I Ate My Children by Heide Island

We took a seat at a corner, 1960s style round table with a laminate top, only three of the four feet made contact with the cement floor. As we set our coffee mugs down, a Victorian table lamp with a scarlet, silk shade wobbled on its base. The beaded fringe continued to wag while we arranged our drinks and papers.

Emanuel and I had just met at our university’s annual research symposium for the Board of Trustees. Our posters were assigned adjacent spaces along the wall. Ours were the only neuroscience presentations. While standing beside our work and in between answering questions, we exchanged pleasantries and discussed our projects.  Both of us were struggling to garner grants, the work engine for empirical research.  By the end of the symposium, we scheduled coffee for the following week to discuss the possibility of collaboration.

Emanuel bent his head forward and took a sip from his coffee. As he leaned on the table, ceramic poodle salt and peppershakers clinked together. 

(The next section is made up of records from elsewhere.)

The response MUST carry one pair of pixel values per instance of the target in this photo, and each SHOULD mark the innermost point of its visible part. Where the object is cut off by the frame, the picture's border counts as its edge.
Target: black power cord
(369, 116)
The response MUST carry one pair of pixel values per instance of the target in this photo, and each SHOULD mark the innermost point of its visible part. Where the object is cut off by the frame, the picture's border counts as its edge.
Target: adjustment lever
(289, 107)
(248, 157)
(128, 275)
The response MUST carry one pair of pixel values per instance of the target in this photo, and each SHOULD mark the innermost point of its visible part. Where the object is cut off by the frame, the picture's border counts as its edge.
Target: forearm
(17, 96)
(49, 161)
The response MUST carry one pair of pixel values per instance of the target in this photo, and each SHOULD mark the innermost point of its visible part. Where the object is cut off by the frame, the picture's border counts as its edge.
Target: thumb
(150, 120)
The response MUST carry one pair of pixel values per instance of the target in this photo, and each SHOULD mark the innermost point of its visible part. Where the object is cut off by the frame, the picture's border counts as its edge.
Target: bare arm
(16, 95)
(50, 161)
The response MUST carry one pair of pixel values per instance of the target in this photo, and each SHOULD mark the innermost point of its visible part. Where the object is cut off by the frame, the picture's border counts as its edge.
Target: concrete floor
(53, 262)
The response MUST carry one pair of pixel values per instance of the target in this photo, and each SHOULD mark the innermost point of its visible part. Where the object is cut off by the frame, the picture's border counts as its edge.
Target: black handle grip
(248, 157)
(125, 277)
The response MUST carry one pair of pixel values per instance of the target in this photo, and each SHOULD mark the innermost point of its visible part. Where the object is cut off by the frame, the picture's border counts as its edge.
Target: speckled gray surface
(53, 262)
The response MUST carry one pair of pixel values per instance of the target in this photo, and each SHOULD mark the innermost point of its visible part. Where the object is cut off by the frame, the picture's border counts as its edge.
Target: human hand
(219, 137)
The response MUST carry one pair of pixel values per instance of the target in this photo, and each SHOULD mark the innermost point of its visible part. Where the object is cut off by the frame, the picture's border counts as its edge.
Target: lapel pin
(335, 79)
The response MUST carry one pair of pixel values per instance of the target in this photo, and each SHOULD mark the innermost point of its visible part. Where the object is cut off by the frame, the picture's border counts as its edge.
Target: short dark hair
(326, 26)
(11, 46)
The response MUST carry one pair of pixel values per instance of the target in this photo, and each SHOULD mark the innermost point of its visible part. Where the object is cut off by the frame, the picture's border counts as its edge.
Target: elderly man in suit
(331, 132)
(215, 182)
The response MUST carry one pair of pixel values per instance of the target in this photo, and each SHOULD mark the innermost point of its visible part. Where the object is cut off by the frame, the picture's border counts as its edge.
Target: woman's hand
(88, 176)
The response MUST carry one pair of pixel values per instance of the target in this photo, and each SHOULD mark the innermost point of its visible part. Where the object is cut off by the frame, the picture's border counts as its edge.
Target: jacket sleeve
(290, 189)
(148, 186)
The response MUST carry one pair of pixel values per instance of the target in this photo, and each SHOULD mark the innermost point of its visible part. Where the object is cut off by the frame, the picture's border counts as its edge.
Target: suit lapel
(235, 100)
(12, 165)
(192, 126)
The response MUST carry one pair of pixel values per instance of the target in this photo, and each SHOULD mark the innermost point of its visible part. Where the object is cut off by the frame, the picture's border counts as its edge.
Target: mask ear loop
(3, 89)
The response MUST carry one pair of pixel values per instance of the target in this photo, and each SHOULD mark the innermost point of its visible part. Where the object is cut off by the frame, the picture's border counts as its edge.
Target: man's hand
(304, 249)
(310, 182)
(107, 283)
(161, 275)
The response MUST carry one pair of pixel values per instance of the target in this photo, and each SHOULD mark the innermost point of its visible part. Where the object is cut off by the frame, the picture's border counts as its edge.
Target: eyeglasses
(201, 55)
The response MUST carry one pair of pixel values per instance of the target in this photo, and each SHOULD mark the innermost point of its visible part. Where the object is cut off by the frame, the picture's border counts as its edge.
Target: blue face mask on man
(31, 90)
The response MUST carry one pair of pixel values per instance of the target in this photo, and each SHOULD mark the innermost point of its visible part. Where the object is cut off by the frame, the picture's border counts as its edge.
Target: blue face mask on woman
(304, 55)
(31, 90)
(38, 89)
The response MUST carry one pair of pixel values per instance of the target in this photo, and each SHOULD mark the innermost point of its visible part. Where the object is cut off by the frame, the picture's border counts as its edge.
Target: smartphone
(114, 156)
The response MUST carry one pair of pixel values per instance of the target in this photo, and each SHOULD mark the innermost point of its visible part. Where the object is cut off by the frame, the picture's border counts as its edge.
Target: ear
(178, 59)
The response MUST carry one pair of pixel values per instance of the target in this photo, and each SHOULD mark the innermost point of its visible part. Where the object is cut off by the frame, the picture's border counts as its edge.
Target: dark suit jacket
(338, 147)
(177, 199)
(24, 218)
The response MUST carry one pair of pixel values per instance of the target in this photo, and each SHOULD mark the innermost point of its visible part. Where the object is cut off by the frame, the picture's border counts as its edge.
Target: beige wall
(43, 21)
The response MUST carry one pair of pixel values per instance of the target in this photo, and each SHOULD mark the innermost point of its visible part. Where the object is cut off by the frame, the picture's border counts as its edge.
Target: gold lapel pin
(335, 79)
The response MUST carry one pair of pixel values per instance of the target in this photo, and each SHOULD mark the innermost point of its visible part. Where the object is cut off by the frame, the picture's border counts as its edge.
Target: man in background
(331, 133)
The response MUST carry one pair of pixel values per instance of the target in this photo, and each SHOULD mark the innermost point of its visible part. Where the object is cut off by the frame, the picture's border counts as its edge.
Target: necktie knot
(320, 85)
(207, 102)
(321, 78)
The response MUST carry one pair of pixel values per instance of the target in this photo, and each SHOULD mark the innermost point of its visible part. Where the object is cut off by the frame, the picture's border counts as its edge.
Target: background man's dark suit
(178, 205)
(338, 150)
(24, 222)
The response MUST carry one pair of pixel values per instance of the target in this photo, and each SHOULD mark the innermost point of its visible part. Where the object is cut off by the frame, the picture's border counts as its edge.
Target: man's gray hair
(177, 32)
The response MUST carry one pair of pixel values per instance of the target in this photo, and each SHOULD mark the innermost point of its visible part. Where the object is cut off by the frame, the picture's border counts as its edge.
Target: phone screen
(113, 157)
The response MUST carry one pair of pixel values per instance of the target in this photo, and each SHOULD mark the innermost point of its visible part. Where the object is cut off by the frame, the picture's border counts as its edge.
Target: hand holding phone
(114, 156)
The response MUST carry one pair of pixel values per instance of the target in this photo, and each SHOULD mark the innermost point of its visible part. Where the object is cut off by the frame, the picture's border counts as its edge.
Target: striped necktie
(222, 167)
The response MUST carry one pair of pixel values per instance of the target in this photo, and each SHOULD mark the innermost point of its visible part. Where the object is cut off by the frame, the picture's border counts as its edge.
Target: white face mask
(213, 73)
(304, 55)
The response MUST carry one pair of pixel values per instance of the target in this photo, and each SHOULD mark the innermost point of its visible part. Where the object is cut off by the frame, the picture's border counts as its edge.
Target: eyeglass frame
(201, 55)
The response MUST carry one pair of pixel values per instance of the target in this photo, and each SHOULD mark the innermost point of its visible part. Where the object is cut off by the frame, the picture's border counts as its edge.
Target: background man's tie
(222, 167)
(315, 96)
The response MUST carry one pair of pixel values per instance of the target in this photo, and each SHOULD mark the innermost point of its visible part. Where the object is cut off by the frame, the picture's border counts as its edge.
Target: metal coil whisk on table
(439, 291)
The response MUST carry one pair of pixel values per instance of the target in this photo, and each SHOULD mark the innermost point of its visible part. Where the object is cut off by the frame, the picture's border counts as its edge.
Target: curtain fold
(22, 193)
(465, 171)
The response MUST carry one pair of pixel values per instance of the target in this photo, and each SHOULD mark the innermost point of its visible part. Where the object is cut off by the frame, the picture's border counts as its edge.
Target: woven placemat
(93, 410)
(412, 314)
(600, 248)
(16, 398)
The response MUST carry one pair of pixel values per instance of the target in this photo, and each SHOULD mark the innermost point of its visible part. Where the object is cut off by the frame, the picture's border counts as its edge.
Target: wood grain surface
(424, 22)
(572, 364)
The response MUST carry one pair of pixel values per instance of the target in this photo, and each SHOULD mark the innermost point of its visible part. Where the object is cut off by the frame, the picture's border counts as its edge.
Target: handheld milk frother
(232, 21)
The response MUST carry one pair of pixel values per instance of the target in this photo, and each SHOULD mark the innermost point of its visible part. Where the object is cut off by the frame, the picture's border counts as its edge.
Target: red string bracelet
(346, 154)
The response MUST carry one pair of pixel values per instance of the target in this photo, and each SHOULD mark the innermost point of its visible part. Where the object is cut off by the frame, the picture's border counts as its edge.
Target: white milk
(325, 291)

“Wow traffic on the Sunset was brutal this morning,” I said, breathless. 

“You don’t live in the Grove?” he asked, shifting in his chair and sloshing coffee onto our papers.

“No, I live in North Portland,” I folded a napkin and shoved it under one of the table legs. “It's about a forty-five minute drive to get here in the mornings,” I said.

“I love Portland,” Emanuel replied, smoothing his graying hair into a short ponytail at the nape of his neck. “We would live there too but with kids, it’s easier to stay near campus.  Do you and your husband have kids?” he asked, handing me his Curriculum Vitae and research summaries.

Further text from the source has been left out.